# What will make my fry/juvies grow faster?



## coonie (May 23, 2011)

What will make my fry/juvies grow faster? i already do regular water changes...feed twice a day and keep the water around 78......i feed them crushed flake and sprulina....is there anything else that will make them grow faster? trying to grow out 4 peacock speacies to get breeding groups.


----------



## brinkles (Jan 30, 2011)

Warm up the water to 82, keep changing it, and feed them 3-4X per day if you can. 
I tried hatching brine shrimp, but found that hikari "first bites" and then NLS "grow" works just as well. Fry and juvies can supposedly have more protein than adults, and I've never had them get bloat like adult fish. 
I've gotten lazy about feeding them lately, and at 1-2X per day they're not growing as fast.


----------



## DJRansome (Oct 29, 2005)

coonie said:


> i already do regular water changes.


How often?
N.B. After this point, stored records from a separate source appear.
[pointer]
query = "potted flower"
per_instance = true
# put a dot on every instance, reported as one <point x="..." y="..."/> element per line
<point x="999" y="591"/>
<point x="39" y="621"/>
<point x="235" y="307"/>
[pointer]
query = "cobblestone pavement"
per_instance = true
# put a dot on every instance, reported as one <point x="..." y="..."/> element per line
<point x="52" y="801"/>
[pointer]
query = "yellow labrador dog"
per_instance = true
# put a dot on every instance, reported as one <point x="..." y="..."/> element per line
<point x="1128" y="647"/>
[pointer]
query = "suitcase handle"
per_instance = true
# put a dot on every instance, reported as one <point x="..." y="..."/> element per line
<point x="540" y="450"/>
Some fishkeepers wanting to speed fry growth do partial water changes daily and claim this is the biggest factor in growth.


----------



## Number6 (Mar 13, 2003)

In my experience, oxygen levels are one of the most frequently overlooked items on grow out systems and increasing O2 levels on those systems provides the biggest boost to growth. Frequent water changes keep the tank clean and usually boost O2, so those target two areas for improvement.


----------



## mcnerd (Dec 8, 2011)

If you ramp up water changes curious how much you change out and if you treat each time.

My current routine on a a 60gal tank is this and is based on more judgement than science.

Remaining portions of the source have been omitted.